At a glance
The dynamic 51-year-old Philadelphian must mean Golden Treasures – and that release even factored in a little added guitar.
But sandwich between that and this new ‘un there was also the worth seeking out Enchanted involving two UK scene players and regular fixtures on marlbank in recent years, the erstwhile punk jazzer in his WorldService Project days the owl-ish Conor Chaplin and Tom Ollendorff who as part of the Fab 4 can be heard at the Vortex in early-2025 in the band of the pianist-singer Fabienne Ambuehl.
Ravi Coltrane pianist Gadi Lehavi excels
Pianist Gadi Lehavi is excellent setting the scene well on both opening tracks.
Hoenig’s tune ‘Nominor’ is one of the best of the tom rattler’s tunes.
Lehavi is meaningfully tender on another fine composition, the ballad ‘Alone’ which is certainly yet another strong suit of Tea for Three issued under the livery of the Barcelona jazz indie Fresh Sound New Talent.
The pianist inevitably given how ubiquitous an influence Brad Mehldau is, yup – fancy that – Mehldau-like at the beginning of the treatment of ‘You Stepped out of a Dream’ the standard that derives from the MGM musical Ziegfeld Girl and sung by crooner Tony Martin in the 40s.
Martin would much later in his career play a disastrous gig – interestingly recounted in the Uncle Paul’s Jazz Closet podcast – with Paul Motian, not an obvious drummer for a cheesy crooner AT ALL.
Motian-like cool
Hoenig is sometimes a Motian-like drummer on some tracks so that’s a neat and apt link perhaps on some passages. He also makes me think of the sound of the Northern Irish drummer David Lyttle a tad.
We’ll give Hoenig’s own crooning a wide berth. But beyond excusable indulgence everything else here is absolutely fine and dandy.

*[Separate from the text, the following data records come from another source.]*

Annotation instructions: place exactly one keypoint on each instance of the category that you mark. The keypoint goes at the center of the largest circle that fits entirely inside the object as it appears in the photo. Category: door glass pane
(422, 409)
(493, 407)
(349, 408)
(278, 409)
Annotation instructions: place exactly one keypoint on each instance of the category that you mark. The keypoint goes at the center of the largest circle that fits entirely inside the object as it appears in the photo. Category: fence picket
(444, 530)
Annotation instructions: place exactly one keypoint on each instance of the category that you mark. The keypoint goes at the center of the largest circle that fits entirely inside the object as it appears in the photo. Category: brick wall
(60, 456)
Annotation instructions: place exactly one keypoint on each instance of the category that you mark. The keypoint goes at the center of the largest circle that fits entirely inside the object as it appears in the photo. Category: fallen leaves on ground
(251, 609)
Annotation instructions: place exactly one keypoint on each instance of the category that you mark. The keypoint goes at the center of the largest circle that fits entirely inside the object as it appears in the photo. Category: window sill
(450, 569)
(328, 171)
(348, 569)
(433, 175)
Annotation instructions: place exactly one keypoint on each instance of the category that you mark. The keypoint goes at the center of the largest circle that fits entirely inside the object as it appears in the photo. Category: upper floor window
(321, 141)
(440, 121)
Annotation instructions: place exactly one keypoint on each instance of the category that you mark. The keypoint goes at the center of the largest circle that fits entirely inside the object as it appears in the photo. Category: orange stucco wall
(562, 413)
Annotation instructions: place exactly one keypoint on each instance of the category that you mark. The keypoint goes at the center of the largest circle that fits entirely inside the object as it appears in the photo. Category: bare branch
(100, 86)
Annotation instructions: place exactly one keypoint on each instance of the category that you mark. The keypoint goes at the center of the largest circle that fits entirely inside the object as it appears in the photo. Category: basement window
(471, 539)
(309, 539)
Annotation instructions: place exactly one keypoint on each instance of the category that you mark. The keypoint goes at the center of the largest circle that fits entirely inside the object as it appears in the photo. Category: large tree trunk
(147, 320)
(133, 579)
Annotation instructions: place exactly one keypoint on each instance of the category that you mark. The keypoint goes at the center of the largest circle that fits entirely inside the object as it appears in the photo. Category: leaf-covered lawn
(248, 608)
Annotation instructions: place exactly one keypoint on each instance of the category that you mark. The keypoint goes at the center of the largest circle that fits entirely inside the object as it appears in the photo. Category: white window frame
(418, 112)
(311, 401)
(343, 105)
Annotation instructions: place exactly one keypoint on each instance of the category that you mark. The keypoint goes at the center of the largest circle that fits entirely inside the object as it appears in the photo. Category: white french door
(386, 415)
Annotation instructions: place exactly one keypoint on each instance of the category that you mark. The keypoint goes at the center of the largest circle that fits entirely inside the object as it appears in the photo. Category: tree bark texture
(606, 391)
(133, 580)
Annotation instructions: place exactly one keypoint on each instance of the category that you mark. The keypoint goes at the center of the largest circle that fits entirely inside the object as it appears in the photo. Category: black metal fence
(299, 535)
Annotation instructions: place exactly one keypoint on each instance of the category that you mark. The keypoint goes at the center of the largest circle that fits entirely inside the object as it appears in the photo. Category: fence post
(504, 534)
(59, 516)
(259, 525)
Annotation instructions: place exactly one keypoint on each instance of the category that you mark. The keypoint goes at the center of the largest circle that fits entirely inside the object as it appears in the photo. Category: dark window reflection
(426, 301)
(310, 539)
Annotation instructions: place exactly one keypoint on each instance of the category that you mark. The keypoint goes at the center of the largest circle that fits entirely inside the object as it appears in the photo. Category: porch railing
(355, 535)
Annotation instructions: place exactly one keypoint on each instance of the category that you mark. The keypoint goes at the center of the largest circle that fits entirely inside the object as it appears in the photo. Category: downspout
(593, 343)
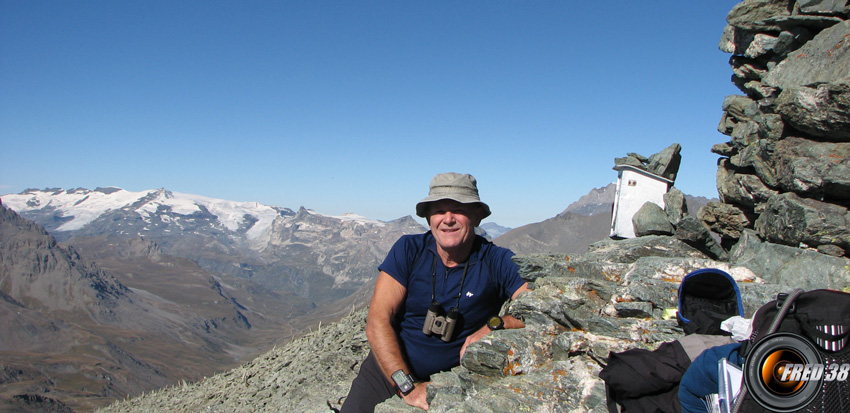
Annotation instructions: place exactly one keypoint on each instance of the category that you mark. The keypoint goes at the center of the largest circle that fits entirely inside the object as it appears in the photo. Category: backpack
(798, 357)
(707, 297)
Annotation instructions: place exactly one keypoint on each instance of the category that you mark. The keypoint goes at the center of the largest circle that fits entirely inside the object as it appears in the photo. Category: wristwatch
(403, 381)
(496, 323)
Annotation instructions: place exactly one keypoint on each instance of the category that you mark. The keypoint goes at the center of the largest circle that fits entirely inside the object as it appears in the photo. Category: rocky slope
(75, 337)
(320, 258)
(782, 220)
(784, 171)
(580, 309)
(582, 223)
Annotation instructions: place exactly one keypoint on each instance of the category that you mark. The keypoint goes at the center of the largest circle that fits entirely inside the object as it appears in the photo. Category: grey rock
(822, 6)
(675, 206)
(791, 220)
(790, 266)
(752, 14)
(727, 220)
(650, 219)
(813, 169)
(743, 189)
(822, 110)
(824, 59)
(666, 163)
(696, 234)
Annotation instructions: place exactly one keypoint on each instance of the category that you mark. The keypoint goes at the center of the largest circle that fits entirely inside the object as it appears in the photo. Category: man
(436, 293)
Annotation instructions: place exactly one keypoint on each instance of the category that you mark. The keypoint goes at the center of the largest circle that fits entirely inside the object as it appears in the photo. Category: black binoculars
(438, 323)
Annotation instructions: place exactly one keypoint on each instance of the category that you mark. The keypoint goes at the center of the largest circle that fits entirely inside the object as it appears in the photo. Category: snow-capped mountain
(317, 256)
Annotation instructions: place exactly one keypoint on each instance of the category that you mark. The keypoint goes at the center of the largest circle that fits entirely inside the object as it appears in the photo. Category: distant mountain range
(573, 230)
(155, 286)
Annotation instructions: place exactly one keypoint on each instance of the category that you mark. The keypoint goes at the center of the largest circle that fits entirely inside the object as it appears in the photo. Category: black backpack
(707, 297)
(798, 329)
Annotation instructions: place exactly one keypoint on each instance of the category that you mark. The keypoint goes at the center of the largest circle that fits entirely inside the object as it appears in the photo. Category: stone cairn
(785, 173)
(783, 183)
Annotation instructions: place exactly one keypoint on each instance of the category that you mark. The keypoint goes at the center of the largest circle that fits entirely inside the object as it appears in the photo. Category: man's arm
(386, 301)
(510, 322)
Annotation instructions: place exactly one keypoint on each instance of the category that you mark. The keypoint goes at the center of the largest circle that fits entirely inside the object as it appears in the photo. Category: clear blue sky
(352, 106)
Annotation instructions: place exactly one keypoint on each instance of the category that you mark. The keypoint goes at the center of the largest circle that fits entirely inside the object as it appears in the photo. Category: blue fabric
(701, 378)
(491, 279)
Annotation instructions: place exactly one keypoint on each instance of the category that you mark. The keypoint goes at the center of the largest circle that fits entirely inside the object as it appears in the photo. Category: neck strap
(434, 281)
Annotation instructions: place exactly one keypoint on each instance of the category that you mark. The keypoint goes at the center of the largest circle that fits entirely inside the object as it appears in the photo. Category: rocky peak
(785, 172)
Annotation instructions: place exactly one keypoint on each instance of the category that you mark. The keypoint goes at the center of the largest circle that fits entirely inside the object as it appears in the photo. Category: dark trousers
(368, 389)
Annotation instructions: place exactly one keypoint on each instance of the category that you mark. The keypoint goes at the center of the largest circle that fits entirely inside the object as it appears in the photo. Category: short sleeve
(506, 271)
(400, 260)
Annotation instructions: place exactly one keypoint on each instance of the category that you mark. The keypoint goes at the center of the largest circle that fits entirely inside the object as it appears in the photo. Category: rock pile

Overall it’s a more than decent album that showcases the pianist as much as the drummer. Of course the bassist ain’t too shabby either but really it’s Lehavi’s sound that wins the day geed up by the ever game Hoenig who rouses the trio time and again.
An all-round win
I don’t even like the Vincent Youmans 1920s melody ‘Tea for Two’ but the treatment here may even make me for one revise my opinion of that ever grating melody somehow recalibrated to factor out a surfeit of cheese. There’s too much here to go into but suffice to say three proves as ever a magic number. The piano trio format YET AGAIN proves it is the premier small group vehicle in contemporary jazz that keeps reviving itself on albums such as this unassuming but cherishable release.